Even Ray Bradbury has said that,
“I’m not in control of my Muse. My Muse does all the work.”
Of course there are many successful writers who take the opposite viewpoint. Prolific writer Jodie Picoult has stated that,
“Writing is total grunt work. A lot of people think it’s all about sitting and waiting for the muse. I don’t buy that. It’s a job. There are days when I really want to write, days when I don’t. Every day I sit down and write.”
Few contemporary writers are more successful than Stephen King. In his outstanding book ‘On Writing’ he says:
“Don’t wait for the Muse…… This isn’t the Ouija board or the spirit world we are talking about here, but just any other job like laying pipes or driving long haul trucks.”
Okay gentle readers, those who know me will know that the scientist in me looks for evidence-based options. In the absence of these I will take a moderate and open-minded route. For over two hundred years, scientists have researched the creative process of the human brain. The rise of neuroscience has in the last twenty-five years or so begun to tease out the evidence, but as yet it cannot be described as definitive. We are a long way off from a flow diagram for the creative process needed to write a bestselling novel.
If anything, neuroscience has shown us that the brain’s ability to create anything is almost at the level of a miracle. For me, it’s not the structure or mechanics of the brain which inspire me so much as its ability to self-organise. With a quadrillion synapses firing between a trillion neurons it ought to be complete chaos, but it isn’t. Have you ever seen those remarkable shots of hundreds of thousands of starlings in flight as part of a murmuration? Instead of potential chaos there is in fact order and beauty, but the birds answer to no Muse.
So what is the process? Can we be creative without some fairy-tale driving us on? I would not dismiss the muse out of hand and if she works for you then by all means counter among your friends.
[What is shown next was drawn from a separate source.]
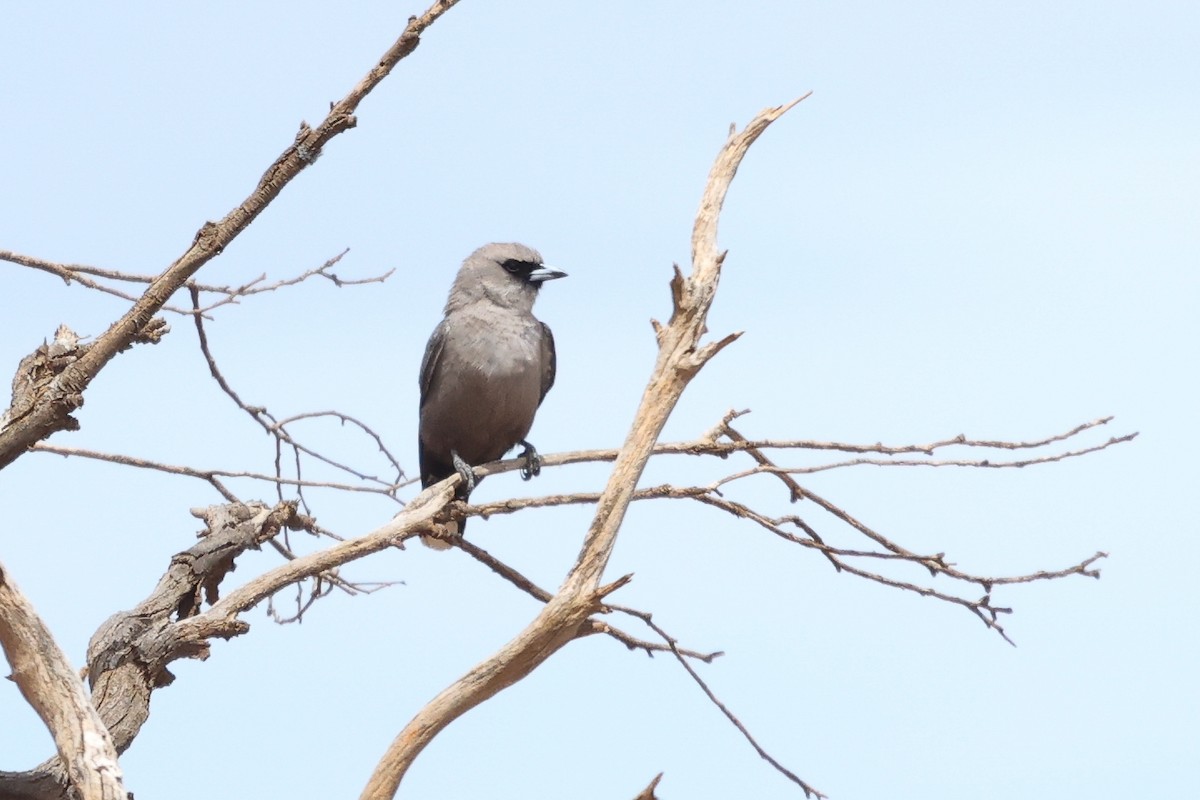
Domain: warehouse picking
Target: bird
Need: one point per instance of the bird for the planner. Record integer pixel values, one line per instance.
(486, 368)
For me however, there is a more rational but no less awesome alternative.
Our brains are the most incredible archives ever, with the ability to store, organise and create links between its files. A writer takes all the images stored there, the events, people and words, and then allows the brain to make a whole set of new connections where none existed before. For me it is almost an insult to lay the responsibility for the brain’s remarkable abilities at the door of some mythical nonentity.
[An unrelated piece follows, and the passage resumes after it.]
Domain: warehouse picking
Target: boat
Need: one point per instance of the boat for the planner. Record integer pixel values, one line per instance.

Maybe we just need a new definition for our Muse. At the end of the day, does it matter what label you give it so long as it works for you?
So what’s my point here, you may ask? Whatever we believe our creative process to be, it can only work if we engage with it. To be a creative writer we need to write. Again, in ‘On Writing’ Stephen King also wrote,
“Your job is to make sure that the Muse knows where you’re going to be……. If he does know, I assure you that sooner or later he will start showing up.”
So, my muse is an amazing combination of all the things which make me who I am. If my brain does not have the right stuff in it there will be nothing to be creative with.
Live life. Don’t let it just happen to you.
Collect experiences and absorb them.
Stroll through your mind and make those connections.
Then write, write, write.
T J Masters is a writer living in Hertfordshire, England and publishing through Dreamspinner Press. Watch out for the new novel Bear Among the Books coming soon.
I enjoyed the article very much. Whether the Muse is internal or external or a small fantasy that charms you, the real point that was made that whatever encourages you, forces you or makes it possible for you to write, is unimportant as long as you do write. Thank you T.J. Masters.